Bogotá. Octubre.
La lluvia caía como un susurro sobre los tejados antiguos del barrio La Candelaria. El pavimento mojado brillaba con la luz amarilla de los faroles coloniales, y yo, Valeria, caminaba con paso firme hacia un destino que no conocía del todo.
Era una noche cualquiera, o al menos eso creía.
Había terminado de dar una conferencia sobre literatura erótica en una pequeña librería cultural. Hablé de palabras que arden sin mostrar la piel, de miradas que recorren más allá de lo visible, y de cómo el deseo se esconde en los silencios. La audiencia fue cálida, curiosa. Algunos tomaban notas, otros simplemente sonreían. Pero él… él no apartaba la mirada de mí.
Estaba de pie en la parte trasera, con una gabardina negra y un gesto que no supe descifrar. No parecía impresionado. Parecía... interesado.
Cuando la charla terminó, él se acercó.
—Te escuché —dijo sin preámbulos—. Pero más que eso, sentí lo que decías.
Me quedé quieta. En parte halagada, en parte desarmada.
—Entonces tal vez entendiste más que muchos —respondí, bajando la mirada con una leve sonrisa.
—Soy Julián. ¿Puedo invitarte un café?
No solía aceptar invitaciones improvisadas, pero había algo en su tono de voz, pausado y firme, que se colaba entre mis defensas como una melodía olvidada. Dije que sí. No lo pensé demasiado.
Caminamos hasta un pequeño café, uno de esos con paredes de ladrillo, música suave y aroma a libros viejos. Nos sentamos en una esquina, alejados del ruido. Julián hablaba poco, pero cuando lo hacía, elegía las palabras como si fueran caricias.
—¿Siempre escribes sobre deseo? —preguntó, acariciando su taza.

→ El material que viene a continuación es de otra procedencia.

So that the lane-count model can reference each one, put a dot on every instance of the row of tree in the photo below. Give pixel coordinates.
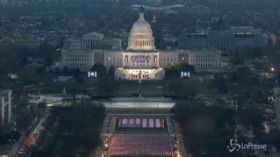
(76, 131)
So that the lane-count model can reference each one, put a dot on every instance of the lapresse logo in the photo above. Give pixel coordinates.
(235, 146)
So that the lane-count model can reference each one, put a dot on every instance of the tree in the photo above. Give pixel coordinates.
(42, 105)
(111, 72)
(100, 69)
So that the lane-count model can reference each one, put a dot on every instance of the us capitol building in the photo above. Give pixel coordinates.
(141, 59)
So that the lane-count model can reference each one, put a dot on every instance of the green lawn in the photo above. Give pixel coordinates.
(147, 89)
(140, 130)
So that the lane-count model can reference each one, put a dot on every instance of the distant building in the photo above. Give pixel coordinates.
(222, 37)
(140, 60)
(5, 107)
(82, 59)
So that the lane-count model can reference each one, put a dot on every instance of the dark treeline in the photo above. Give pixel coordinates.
(75, 130)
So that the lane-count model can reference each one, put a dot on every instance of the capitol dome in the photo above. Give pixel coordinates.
(141, 35)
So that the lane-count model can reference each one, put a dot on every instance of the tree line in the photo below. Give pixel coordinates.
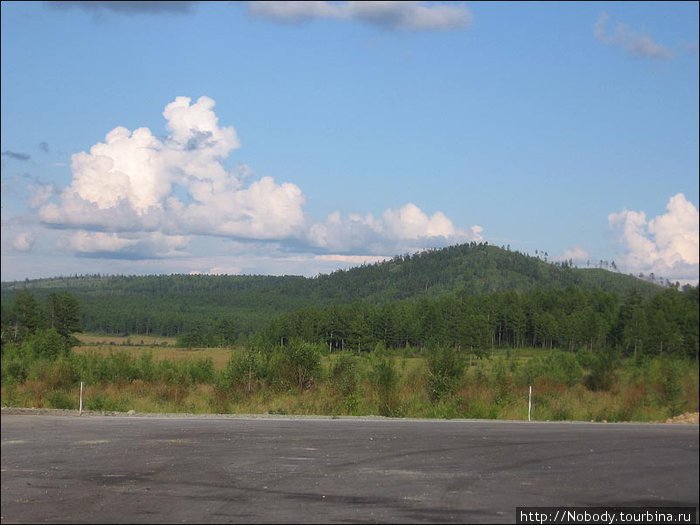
(568, 319)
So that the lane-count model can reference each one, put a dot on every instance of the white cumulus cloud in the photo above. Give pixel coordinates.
(413, 16)
(137, 195)
(136, 182)
(666, 245)
(576, 254)
(397, 230)
(634, 43)
(24, 242)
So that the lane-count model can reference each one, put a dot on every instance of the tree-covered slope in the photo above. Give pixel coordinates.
(175, 304)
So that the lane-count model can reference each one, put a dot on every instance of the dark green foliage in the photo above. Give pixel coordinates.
(300, 363)
(557, 367)
(602, 369)
(222, 308)
(343, 375)
(386, 381)
(245, 371)
(445, 369)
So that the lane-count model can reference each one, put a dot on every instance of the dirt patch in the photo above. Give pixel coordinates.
(689, 418)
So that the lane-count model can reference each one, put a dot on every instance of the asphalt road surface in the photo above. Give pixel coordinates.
(97, 469)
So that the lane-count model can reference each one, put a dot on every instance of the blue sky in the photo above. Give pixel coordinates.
(298, 138)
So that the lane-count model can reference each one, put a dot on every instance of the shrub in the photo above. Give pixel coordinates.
(602, 371)
(301, 363)
(445, 369)
(343, 375)
(60, 399)
(386, 380)
(244, 370)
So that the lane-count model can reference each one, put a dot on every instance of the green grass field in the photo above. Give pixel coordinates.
(150, 374)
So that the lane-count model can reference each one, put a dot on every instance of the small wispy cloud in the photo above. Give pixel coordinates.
(411, 16)
(126, 8)
(636, 44)
(16, 156)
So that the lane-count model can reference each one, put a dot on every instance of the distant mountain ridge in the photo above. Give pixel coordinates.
(171, 304)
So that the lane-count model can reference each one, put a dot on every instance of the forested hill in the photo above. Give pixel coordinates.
(174, 304)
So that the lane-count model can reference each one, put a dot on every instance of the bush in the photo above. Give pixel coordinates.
(54, 374)
(47, 344)
(386, 380)
(244, 370)
(602, 371)
(62, 400)
(343, 375)
(301, 363)
(445, 369)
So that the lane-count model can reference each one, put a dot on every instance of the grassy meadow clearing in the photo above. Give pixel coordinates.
(150, 374)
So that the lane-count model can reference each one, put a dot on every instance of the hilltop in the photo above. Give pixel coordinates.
(172, 304)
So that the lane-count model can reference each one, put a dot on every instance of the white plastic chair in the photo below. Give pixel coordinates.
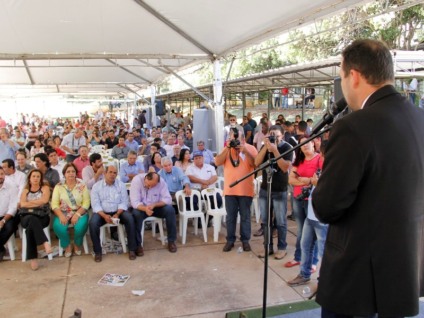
(120, 235)
(11, 246)
(220, 183)
(186, 214)
(255, 203)
(217, 213)
(98, 148)
(24, 243)
(154, 221)
(84, 243)
(112, 162)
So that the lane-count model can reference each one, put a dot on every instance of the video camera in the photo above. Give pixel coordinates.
(234, 142)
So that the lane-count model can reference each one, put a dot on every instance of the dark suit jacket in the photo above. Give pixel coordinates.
(371, 192)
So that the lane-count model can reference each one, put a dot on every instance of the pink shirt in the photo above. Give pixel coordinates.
(307, 169)
(81, 164)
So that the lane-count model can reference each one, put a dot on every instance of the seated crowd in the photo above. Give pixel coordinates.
(56, 164)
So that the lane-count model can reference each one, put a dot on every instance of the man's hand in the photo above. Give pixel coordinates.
(63, 219)
(74, 219)
(149, 209)
(108, 218)
(187, 191)
(100, 171)
(271, 147)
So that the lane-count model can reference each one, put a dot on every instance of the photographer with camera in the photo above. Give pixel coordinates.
(306, 164)
(314, 233)
(238, 160)
(71, 144)
(274, 145)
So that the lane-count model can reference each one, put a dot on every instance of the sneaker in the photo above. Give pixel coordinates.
(261, 254)
(228, 247)
(246, 247)
(259, 232)
(280, 254)
(291, 263)
(298, 280)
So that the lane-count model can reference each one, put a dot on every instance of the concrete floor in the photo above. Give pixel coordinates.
(197, 281)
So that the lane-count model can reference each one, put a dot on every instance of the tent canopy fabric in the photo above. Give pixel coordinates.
(122, 46)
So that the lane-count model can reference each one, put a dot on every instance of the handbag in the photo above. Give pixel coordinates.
(40, 211)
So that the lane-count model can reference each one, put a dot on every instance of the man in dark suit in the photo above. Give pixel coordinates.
(371, 193)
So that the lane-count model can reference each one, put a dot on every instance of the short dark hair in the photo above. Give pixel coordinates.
(43, 157)
(303, 125)
(94, 157)
(10, 163)
(277, 127)
(49, 150)
(69, 164)
(156, 145)
(371, 58)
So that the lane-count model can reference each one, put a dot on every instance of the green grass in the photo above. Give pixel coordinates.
(275, 310)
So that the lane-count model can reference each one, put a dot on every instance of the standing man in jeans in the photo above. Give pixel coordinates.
(238, 160)
(109, 199)
(150, 197)
(274, 145)
(71, 144)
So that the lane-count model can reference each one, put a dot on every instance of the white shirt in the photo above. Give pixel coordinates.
(59, 168)
(18, 179)
(205, 173)
(73, 143)
(169, 150)
(8, 199)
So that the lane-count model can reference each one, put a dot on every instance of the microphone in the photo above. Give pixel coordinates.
(328, 117)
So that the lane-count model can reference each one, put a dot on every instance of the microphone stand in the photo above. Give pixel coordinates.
(269, 166)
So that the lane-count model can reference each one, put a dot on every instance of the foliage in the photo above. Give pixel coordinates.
(397, 29)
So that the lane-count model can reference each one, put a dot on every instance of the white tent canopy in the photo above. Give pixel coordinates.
(119, 46)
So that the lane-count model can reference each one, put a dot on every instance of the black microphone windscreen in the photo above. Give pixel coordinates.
(339, 106)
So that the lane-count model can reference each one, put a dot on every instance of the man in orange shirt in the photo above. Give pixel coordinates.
(238, 160)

—No solo escribo sobre eso —respondí—. Escribo sobre lo que no se dice, sobre lo que la piel recuerda aunque el tiempo pase.
Él me miró fijamente. Tenía los ojos de alguien que ha vivido cosas difíciles, pero que aún guarda ternura. Esa combinación... peligrosa.
No me tocó. No fue necesario. Sentí su cercanía como un fuego suave que se desliza sin permiso.
Cuando nos despedimos, su voz rozó mi oído:
—Valeria... no sé si fue tu voz o tus palabras, pero esta noche será difícil de olvidar.
No hubo besos. No hubo promesas.
Pero cuando cerré la puerta de mi apartamento, sola, sentí cómo me temblaban las manos. Me quité los tacones, me serví una copa de vino y me recosté sobre el sofá. Cerré los ojos. Recordé su mirada. Y me estremecí.
No por lo que pasó.
Sino por lo que intuía que iba a pasar.